Ces deux événements, survenus en l’espace d’un week-end, soulèvent une question cruciale : l’EI est-il en train de revenir ? Bien que l’organisation ne dispose plus de la puissance territoriale qu’elle avait il y a dix ans – à l’époque, elle contrôlait une superficie équivalente à celle de la Grande-Bretagne et comptait jusqu’à 80 000 combattants – elle n’a jamais véritablement disparu.
Le « califat » territorial a été éliminé et ses effectifs ont probablement été réduits à moins de 3 000 combattants. Cependant, l’EI continue de mener des attaques et de diffuser sa propagande en ligne. Cette année, des attaques inspirées par l’EI ont eu lieu à la Nouvelle-Orléans, en Russie et en Iran, tandis qu’un complot visant un concert de Taylor Swift a été déjoué en Autriche.
La plupart des violences attribuées à l’EI se concentrent actuellement dans les pays où opèrent ses différentes filiales, notamment en Syrie, où le nombre d’attaques a augmenté depuis le retrait de troupes américaines, et en Afrique, où le groupe connaît une croissance rapide, en particulier dans la région du Sahel, en République démocratique du Congo et en Somalie.
Le chef actuel de l’EI, Abou Hafs al-Hashimi al-Quraishi, aurait trouvé refuge en Somalie. Malgré la perte de son territoire, l’organisation semble maintenir un certain degré de centralisation et de coordination entre ses différentes branches à travers l’Afrique, l’Asie et le Moyen-Orient.
L’EI mise également sur la radicalisation et le recrutement en ligne, exploitant notamment la colère suscitée par le conflit israélo-palestinien à Gaza, malgré l’hostilité historique entre l’EI et le Hamas.
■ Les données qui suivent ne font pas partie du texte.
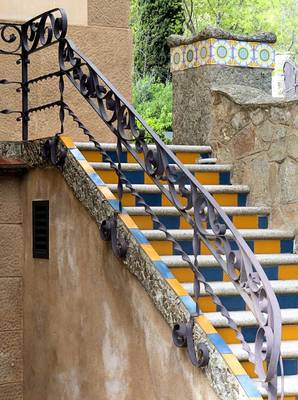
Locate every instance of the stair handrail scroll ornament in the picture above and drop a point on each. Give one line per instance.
(169, 174)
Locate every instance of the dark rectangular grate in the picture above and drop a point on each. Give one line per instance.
(40, 228)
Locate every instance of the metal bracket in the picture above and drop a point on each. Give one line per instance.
(109, 232)
(52, 153)
(183, 337)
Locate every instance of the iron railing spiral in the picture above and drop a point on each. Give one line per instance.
(169, 174)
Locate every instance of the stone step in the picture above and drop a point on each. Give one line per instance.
(242, 217)
(228, 289)
(246, 318)
(210, 261)
(186, 154)
(225, 195)
(205, 174)
(261, 241)
(290, 386)
(289, 349)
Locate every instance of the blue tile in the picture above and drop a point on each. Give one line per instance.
(242, 199)
(263, 222)
(139, 235)
(77, 154)
(115, 204)
(171, 222)
(163, 269)
(290, 367)
(113, 156)
(271, 272)
(233, 303)
(135, 176)
(288, 300)
(248, 385)
(152, 199)
(95, 178)
(249, 333)
(212, 274)
(186, 246)
(189, 304)
(224, 178)
(286, 246)
(219, 343)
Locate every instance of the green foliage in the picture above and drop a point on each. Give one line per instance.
(247, 17)
(152, 22)
(154, 103)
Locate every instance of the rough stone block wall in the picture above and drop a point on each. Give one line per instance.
(258, 134)
(11, 289)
De nombreuses attaques et complots déjoués en Europe sont attribués à des « loups solitaires » radicalisés sur internet, souvent de jeunes adolescents, influencés par des « cyber-entraîneurs » qui leur fournissent des instructions et un soutien logistique.
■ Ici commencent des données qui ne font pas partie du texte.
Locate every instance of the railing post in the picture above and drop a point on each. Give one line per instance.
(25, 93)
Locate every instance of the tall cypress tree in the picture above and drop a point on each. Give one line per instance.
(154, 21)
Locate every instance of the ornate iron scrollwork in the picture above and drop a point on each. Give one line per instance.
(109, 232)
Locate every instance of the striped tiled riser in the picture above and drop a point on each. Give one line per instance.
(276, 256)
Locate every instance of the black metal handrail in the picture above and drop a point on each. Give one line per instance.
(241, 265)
Le cas australien est particulièrement troublant, car les suspects ont légalement acquis des armes à feu et se sont peut-être rendus aux Philippines, où l’EI est présent, alors que l’un d’eux avait déjà été surveillé pour ses liens avec le terrorisme.
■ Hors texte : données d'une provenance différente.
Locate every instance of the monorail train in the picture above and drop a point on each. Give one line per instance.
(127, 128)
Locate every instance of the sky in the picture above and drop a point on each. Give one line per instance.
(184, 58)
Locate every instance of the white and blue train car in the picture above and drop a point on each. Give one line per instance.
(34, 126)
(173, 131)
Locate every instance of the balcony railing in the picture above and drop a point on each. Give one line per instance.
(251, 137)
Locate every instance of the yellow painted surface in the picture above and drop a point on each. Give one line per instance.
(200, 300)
L’administration Trump avait promis d’« anéantir » l’EI, mais s’est ensuite concentrée sur d’autres priorités, notamment le retrait des troupes américaines de Syrie. L’EI pourrait espérer que des attaques comme celles du week-end dernier accéléreront ce retrait, à l’instar de la recrudescence des attaques « vert sur bleu » qui ont contribué à la sortie américaine d’Afghanistan. Cependant, Donald Trump a juré de prendre des « représailles très sévères » contre les auteurs de l’attaque.
Sous l’administration Biden, la politique étrangère américaine s’est davantage concentrée sur la « concurrence des grandes puissances » avec la Chine et la Russie, et sur des enjeux tels que la lutte contre les stupéfiants et les migrations. La Stratégie de sécurité nationale récemment publiée ne mentionne pas l’EI et met en garde contre le risque de se laisser distraire par des menaces périphériques.
Bien que les États-Unis aient intensifié leurs frappes aériennes en Somalie contre l’EI, ils semblent accorder plus d’importance aux cartels de la drogue et aux groupes d’extrême gauche qu’à Al-Qaïda ou à l’EI. Toutefois, si les attaques meurtrières de l’EI contre les troupes américaines ou dans les villes occidentales se multiplient, la situation pourrait rapidement changer.